Lady's mantle, also known as Alchemilla, has been associated with magic and alchemy for centuries. Its cup-like leaves were used by ancient alchemists to collect morning dew, which was then used as a base for their formulas. The water that accumulates in its leaves was also believed to have healing properties and was used for cleansing and purifying illnesses. Today, lady's mantle is still used in herbal medicine for its various health benefits.
Lady's mantlehas a long history of use in traditional medicine for various female health concerns. It has been used to tone the abdominal area after childbirth and to restore breast tissue after lactation. Additionally, it has been used to address menstrual irregularities, uterine prolapse, and hernias. The plant's tannins are believed to help reduce heavy menstrual bleeding, while its high salicin content may help alleviate menstrual pain. (1)
Lady's mantle, a herbaceous plant native to Europe and Asia, has a long history of medicinal use. In Sweden, it was used to treat dysentery, while in Italy, the roots were combined with red wine to create a poultice for external wounds. The plant's fresh leaves were also believed to have the ability to heal broken bones in infants. Lady's mantle has been used for a variety of other ailments as well, including oral discomforts, rheumatism, and enteritis. Its versatility and effectiveness have made it a popular choice in traditional medicine for centuries.(2)
Lady's mantle, despite being known as a minor astringent herb, has been found to have remarkable healing properties. According to Matthew Wood, lady's mantle has the ability to reseal and restore tissue, making it useful for wounds, ulcers, fistulas, and sores. Its drying capabilities help to "mop up" dampness in wounds, while also encouraging cohesions of the cell wall and muscle wall throughout the body. In fact, there have been cases where lady's mantle has even helped to reseal perforated eardrums.

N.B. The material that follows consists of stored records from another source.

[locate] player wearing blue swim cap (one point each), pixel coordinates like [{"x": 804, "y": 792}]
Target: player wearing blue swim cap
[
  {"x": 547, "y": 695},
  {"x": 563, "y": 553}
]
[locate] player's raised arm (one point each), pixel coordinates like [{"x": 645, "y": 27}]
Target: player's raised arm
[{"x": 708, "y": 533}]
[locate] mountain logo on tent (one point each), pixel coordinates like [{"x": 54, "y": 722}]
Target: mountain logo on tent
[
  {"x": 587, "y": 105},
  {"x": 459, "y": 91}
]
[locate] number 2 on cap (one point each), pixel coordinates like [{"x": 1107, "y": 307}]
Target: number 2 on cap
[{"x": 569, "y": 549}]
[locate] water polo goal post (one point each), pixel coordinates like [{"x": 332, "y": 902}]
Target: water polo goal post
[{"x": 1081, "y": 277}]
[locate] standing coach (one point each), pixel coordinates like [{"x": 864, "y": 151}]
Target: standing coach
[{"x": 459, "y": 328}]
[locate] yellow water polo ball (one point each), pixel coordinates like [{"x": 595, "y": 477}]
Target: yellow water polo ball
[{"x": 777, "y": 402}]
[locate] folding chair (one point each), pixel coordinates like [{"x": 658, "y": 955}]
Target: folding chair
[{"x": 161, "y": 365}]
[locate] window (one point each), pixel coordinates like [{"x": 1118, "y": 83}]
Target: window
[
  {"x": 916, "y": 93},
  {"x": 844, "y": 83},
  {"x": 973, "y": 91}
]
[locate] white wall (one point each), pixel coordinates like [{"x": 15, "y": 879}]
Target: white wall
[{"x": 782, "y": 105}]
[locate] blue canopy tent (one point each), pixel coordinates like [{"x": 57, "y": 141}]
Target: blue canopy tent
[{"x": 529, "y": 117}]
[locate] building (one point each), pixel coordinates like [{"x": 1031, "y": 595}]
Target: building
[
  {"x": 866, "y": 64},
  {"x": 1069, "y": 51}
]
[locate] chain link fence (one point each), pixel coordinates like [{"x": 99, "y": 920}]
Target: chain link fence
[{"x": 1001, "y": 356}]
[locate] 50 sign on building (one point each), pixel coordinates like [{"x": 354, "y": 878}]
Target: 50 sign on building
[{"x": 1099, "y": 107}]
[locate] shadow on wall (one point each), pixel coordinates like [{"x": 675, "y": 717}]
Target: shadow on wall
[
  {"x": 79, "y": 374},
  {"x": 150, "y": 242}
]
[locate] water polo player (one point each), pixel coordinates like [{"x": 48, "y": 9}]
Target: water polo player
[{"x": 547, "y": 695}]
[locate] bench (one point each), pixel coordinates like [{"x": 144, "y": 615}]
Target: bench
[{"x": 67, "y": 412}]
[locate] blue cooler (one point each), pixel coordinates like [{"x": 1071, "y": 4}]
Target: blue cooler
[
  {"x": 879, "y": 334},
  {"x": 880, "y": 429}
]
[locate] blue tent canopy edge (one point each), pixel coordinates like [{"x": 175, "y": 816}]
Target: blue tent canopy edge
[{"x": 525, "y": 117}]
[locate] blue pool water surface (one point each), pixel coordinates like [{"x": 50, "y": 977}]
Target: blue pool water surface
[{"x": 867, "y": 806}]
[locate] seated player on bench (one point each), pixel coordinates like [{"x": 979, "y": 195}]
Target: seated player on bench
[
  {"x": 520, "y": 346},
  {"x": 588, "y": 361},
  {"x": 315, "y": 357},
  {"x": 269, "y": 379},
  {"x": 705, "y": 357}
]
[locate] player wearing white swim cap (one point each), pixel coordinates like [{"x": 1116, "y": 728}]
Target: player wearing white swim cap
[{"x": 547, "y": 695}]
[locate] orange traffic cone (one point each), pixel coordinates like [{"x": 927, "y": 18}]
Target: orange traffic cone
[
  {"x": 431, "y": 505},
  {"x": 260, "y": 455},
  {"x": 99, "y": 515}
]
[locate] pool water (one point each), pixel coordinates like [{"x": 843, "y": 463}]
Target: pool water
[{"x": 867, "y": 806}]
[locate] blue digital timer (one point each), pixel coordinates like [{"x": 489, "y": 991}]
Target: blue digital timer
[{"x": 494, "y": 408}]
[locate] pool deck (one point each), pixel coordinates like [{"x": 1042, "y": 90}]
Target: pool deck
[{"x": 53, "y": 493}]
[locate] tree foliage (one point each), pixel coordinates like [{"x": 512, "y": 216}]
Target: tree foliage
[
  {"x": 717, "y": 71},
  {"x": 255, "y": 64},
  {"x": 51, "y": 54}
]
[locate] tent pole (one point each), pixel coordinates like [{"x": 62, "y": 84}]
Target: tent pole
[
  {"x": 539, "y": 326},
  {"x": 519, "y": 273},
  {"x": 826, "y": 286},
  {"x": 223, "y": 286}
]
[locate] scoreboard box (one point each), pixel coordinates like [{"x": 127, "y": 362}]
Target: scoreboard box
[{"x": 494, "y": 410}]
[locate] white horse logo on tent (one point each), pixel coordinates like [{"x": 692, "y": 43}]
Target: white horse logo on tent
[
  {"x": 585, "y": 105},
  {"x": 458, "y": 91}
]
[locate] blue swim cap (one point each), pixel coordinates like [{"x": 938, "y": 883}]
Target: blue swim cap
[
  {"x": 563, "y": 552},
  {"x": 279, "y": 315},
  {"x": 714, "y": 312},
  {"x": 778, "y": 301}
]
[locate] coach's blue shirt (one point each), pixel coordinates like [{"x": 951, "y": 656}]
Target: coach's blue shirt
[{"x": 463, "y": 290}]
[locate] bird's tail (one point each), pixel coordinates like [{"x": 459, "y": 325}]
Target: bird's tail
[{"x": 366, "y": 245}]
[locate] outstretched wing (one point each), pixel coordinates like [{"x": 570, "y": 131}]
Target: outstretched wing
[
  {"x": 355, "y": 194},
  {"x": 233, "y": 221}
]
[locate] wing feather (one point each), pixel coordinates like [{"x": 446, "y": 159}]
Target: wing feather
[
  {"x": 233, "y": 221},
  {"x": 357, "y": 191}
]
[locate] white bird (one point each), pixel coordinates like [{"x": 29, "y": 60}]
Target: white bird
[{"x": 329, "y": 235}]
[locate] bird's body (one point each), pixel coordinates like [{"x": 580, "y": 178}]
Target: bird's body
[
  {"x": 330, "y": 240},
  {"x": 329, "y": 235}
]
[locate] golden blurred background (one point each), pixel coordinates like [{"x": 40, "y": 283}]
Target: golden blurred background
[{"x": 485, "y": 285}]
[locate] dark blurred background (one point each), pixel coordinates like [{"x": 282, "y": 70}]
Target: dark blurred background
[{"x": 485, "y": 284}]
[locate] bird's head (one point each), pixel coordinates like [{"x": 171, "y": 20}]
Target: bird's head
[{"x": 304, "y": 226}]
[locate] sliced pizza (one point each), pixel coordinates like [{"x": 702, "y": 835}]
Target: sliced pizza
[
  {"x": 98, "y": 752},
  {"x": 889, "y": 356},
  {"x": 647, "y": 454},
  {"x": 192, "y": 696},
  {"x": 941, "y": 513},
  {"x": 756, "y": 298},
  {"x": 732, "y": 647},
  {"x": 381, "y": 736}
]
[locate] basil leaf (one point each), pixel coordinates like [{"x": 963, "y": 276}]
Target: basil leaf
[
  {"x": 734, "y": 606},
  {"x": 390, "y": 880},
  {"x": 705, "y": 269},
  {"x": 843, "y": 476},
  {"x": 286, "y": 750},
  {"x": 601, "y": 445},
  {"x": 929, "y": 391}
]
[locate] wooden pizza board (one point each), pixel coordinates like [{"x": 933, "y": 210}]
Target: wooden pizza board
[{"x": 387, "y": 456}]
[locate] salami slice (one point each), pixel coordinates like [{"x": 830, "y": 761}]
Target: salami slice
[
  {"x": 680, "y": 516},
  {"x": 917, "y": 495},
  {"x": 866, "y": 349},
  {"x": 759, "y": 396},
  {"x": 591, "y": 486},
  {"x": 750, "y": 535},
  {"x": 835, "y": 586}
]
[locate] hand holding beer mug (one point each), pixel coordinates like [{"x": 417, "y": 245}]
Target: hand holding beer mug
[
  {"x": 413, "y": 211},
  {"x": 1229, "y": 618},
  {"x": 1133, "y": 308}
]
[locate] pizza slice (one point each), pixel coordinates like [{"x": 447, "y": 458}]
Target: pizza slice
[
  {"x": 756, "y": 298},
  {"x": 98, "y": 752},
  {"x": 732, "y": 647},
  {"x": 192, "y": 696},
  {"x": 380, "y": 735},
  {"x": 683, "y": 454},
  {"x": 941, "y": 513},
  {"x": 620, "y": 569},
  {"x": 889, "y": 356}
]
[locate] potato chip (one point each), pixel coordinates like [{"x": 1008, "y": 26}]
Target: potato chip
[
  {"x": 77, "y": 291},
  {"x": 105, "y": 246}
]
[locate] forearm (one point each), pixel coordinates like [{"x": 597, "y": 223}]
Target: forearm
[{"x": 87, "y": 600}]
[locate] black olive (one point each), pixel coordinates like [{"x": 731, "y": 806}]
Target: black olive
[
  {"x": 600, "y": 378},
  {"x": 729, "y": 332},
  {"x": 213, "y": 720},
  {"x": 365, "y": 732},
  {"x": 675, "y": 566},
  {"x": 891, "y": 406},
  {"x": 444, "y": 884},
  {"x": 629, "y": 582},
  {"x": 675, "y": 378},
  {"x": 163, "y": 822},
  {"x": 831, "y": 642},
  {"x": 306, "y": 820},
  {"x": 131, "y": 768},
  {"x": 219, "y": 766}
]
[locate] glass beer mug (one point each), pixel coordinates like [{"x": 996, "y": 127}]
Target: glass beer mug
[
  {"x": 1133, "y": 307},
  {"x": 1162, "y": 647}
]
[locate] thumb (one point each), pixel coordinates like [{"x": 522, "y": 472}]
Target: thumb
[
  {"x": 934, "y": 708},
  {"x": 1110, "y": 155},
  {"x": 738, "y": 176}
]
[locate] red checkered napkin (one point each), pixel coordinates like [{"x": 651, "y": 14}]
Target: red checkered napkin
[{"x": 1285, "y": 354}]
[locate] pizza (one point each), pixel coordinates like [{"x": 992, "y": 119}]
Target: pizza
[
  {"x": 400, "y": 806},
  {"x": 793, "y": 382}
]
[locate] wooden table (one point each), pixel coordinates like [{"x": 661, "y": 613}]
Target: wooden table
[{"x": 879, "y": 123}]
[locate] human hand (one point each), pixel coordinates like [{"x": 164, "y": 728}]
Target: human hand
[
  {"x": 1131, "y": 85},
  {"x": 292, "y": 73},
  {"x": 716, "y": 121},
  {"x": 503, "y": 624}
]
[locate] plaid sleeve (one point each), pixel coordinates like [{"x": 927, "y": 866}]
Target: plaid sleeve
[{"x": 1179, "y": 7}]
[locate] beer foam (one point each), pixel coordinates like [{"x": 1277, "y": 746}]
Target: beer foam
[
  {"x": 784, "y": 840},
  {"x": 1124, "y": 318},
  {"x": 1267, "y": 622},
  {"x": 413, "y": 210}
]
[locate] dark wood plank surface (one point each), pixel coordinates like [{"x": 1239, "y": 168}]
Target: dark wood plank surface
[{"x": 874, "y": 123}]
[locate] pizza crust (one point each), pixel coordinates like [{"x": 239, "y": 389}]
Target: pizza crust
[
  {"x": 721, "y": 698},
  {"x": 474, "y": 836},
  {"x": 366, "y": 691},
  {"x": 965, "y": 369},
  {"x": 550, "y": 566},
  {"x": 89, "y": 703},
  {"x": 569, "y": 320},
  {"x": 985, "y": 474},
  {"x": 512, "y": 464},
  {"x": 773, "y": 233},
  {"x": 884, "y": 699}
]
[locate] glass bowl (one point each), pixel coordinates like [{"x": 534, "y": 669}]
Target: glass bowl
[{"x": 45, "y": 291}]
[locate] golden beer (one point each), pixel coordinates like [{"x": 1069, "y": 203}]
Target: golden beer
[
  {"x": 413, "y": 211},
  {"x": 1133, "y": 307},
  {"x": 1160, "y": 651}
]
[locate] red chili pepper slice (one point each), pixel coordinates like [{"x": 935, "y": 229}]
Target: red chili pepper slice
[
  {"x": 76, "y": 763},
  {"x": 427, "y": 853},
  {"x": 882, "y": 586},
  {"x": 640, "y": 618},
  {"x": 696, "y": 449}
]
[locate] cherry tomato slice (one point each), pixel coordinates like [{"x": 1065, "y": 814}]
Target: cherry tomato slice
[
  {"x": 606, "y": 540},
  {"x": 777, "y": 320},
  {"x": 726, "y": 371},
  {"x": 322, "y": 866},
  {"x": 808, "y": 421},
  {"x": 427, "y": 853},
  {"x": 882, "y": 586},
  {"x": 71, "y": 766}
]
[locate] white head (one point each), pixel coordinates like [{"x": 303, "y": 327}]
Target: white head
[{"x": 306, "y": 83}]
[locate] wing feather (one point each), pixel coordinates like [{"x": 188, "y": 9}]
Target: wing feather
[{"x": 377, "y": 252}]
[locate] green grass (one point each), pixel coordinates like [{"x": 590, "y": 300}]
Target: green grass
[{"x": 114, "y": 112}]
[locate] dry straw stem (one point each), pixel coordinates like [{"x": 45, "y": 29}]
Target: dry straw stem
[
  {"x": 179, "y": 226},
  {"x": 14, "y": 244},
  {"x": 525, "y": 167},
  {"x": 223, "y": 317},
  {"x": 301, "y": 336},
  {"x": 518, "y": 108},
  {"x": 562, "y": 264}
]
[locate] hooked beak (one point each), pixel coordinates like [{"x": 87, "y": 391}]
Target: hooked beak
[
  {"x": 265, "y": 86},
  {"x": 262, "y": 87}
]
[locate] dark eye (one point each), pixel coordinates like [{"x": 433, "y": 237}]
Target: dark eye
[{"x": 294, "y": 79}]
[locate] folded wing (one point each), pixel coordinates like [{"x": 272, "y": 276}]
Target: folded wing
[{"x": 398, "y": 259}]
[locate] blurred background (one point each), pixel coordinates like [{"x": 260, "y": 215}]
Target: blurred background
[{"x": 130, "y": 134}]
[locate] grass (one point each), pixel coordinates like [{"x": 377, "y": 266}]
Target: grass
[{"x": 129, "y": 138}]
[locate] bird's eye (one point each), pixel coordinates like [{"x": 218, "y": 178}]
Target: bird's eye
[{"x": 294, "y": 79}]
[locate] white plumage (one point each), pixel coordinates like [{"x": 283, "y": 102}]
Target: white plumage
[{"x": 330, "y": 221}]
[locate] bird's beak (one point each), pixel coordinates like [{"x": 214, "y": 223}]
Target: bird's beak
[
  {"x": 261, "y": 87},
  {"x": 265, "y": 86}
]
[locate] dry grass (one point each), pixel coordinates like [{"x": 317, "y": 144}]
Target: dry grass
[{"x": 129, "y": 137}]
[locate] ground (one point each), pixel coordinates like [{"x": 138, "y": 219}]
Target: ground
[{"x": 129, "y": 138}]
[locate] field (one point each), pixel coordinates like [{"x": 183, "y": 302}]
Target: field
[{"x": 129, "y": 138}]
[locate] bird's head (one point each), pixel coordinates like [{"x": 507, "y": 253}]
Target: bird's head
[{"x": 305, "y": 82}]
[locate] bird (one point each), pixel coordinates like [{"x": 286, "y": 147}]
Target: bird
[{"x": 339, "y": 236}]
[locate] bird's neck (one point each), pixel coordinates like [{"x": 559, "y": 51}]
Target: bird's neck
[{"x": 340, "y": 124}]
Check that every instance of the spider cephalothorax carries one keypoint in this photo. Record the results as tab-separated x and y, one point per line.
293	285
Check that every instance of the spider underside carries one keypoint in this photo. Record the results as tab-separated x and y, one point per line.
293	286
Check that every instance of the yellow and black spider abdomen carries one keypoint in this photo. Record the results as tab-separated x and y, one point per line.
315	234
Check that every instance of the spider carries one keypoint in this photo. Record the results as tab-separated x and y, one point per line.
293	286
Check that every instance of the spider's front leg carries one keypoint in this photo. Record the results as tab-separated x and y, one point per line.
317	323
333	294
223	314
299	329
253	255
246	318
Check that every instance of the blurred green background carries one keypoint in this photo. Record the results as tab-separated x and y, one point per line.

More recently, lady's mantle has been used to address endometriosis, fibroids, and incompetence of the cervix.(3)
Adult Dose (4)
Infusion: 2 teaspoons of the leaves in 1 cup of water, steeped for 10 to 15 minutes 3 times/day.*
Tincture: 30 to 90 drops of a 1:2 up to 3x/day.
infections and onset of cold and flu: 30 drops an hour of a 1:5 in 70%.**
No known precautions.
(1)Gladstar, R. (1993). Herbal healing for women. New York, NY: Fireside
(2)Lust, J. (1974).The herb book: The most complete catalog of herbs ever published. New York, NY: Benedictine Lust Publications.
(3)Wood, M. (1997). The book of herbal medicine: Using plants as medicine. Berkeley, CA: North Atlantic Books.
(4)Hoffmann, D. (1997/1998/1998). The herbal handbook: A user’s guide to medical herbalism. Rochester, VT: Healing Arts Press.